The Adventures of Sherlock Holmes
Twelve stories, approx. 94,000 words
Christopher Lee, right, does some sleuthing as a disguised Holmes in 1962 flick.
Lee and Sherlock abroad
Sherlock Holmes and the Deadly Necklace (1962): Director Terence Fisher; writer Curt Siodmark; featuring Christopher Lee, Thorley Walters, Hans Sφhnker
Sherlock Holmes and the Leading Lady (1991): Telelevision miniseries; director Peter Sasdy; writers Bob Shayne, H.R.F. Keating; featuring Christopher Lee, Patrick Macnee, Morgan Fairchild, John Bennett, Engelbert Humperdinck
Incident at Victoria Falls (1992): Telelevision miniseries, also called Sherlock Holmes and the Incident at Victoria Falls and Sherlock Holmes: The Star of Africa; director Bill Corcoran; writers Bob Shayne, H.R.F. Keating; featuring Christopher Lee, Patrick Macnee, Jenny Seagrove, Joss Ackland, Richard Todd
Peter Cushing's good friend and colleague in horror classics, Christopher Lee, also had a long association with Sherlock Holmes in films. After being featured in The Hound of the Baskervilles with Cushing in 1959, he played the title role in Sherlock Holmes and the Deadly Necklace (1962).
It's a strange and interesting film. Deadly Necklace was a joint German-English production filmed without sound, which was dubbed in afterwards. But for the English version different actors were used for the voices of the two leads, Lee and Thorley Walters.
The screenplay by horrormeister Curt Siodmak is quite good but the action is set perplexingly in what appears to be the 1920s, though with visual cues ranging from 1918 to the early 1940s.
At the helm though is Lee's old Hammer-horror director Terence Fisher, so the British-isms are done right, despite German and Irish locations standing in for London. And the black-and-white cinematography is more artful than found in most Sherlock Holmes films.
Tall, dark and aristocratic Lee is as natural a Holmes as he had been a Dracula—too bad about his masterful voice being stolen this time. His partner in crime detection, Walters, walks a line between earlier Watsons as a stuffed shirt and as a complete buffoon, acting as a perfect stand-in for the audience.
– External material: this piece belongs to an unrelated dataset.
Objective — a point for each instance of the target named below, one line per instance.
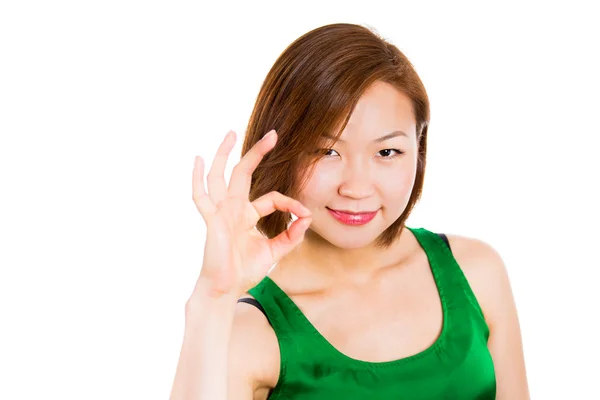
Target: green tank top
(457, 366)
Best of all is the cat-and-mouse game Holmes and Moriarty (German actor Hans Sφhnker) play over the latter's attempt to hold onto stolen jewellery attributed to Cleopatra. Plus there are a few lovely scenes of Holmes guiding Scotland Yard's finest in solving a murder, Holmes going undercover in disguise several times, and Watson getting picked up by a hooker.
A lot of fun is also had over how much Holmes uses London's most famous newspaper for getting clues. Once when the inspector asks him if he knows the answer to an arcane question, he replies, "Naturally, I read the Times."
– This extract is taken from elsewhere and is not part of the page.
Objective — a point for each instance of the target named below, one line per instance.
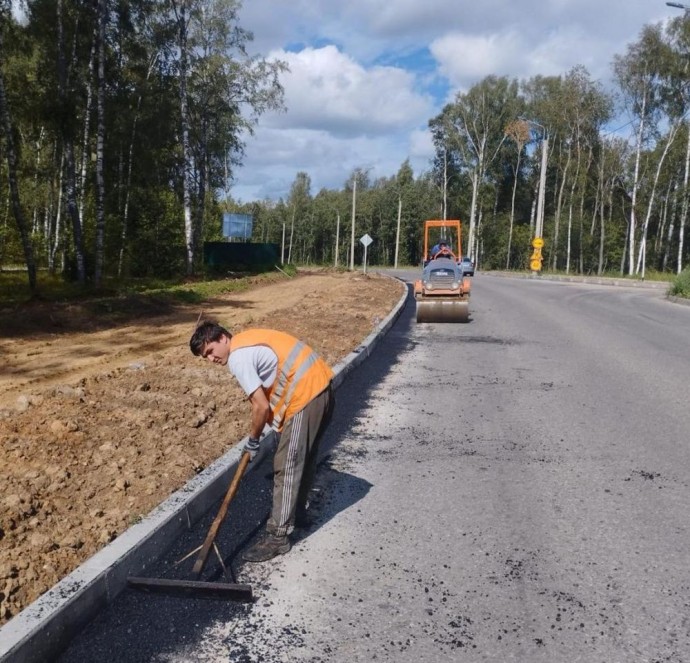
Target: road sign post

The Deadly Necklace is not overly thrilling, but a passable entertainment. Not at all the disaster that Lee himself called it, claiming his best work to date was destroyed by the voice substitution and by the film being cut in half to sell to television.
Sherlock for the ages
Lee didn't give up on Holmes work though. In 1970 he played Sherlock's brother Mycroft in Billy Wilder's better, though still Doyle-unrelated, film of The Private Life of Sherlock Holmes. (See separate commentary.)
Then finally he was back as the big guy himself in a couple of European made-for-television mini-series, Incident at Victoria Falls (1991, also known as Sherlock Holmes: The Star of Africa) and Sherlock Holmes and the Leading Lady (1992). The overall title of these series together is The Golden Years of Sherlock Holmes.
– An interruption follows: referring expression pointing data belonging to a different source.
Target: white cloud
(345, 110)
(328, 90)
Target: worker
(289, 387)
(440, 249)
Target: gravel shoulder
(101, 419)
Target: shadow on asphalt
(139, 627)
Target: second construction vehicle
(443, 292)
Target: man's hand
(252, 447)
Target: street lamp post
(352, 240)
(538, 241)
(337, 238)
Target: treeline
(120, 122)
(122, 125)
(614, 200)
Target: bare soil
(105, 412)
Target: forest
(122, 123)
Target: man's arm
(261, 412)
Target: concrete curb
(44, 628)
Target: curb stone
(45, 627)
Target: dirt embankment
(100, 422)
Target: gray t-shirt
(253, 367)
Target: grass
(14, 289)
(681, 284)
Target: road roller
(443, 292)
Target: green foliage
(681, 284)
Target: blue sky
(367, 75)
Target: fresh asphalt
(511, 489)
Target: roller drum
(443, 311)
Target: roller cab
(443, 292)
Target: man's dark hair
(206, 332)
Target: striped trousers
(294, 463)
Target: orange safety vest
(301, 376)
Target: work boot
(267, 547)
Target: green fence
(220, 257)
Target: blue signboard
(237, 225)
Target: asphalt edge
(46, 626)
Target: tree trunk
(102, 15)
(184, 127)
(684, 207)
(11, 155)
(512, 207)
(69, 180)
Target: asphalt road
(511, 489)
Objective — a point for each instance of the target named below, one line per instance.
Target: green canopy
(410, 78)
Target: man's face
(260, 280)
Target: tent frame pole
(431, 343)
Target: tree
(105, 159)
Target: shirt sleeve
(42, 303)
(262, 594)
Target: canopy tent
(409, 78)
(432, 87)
As with Cushing's last outing as Holmes, Lee in this mini-series plays the detective being drawn out of retirement. Old age has sweetened him though. Lee's Holmes is only intermittently cranky and usually downright sociable, even charming. Patrick Macnee (of TV's The Avengers fame) is an even more affable Watson.
Worse for purists, Holmes has a love interest in one film: no less than Irene Adler (she of "A Scandal in Bohemia") and played by no less than one-time TV sex symbol Morgan Fairchild.
The two mini-series are both sumptuously produced, running just over three hours each.
Holmes mixes it up with historical characters, such as Emperor Franz Joseph I of Austria, King Edward of England, Theodore Roosevelt, Sigmund Freud and Eliot Ness, as well as the fictional character, the gentleman thief Raffles.
Not bad little adventures, but a fallible, congenial gentleman is probably not what most fans are looking for in an aging Holmes.
Myself, I'd prefer a cynical, drug-taking, going-out-in-a-blaze dotage for the old fellow.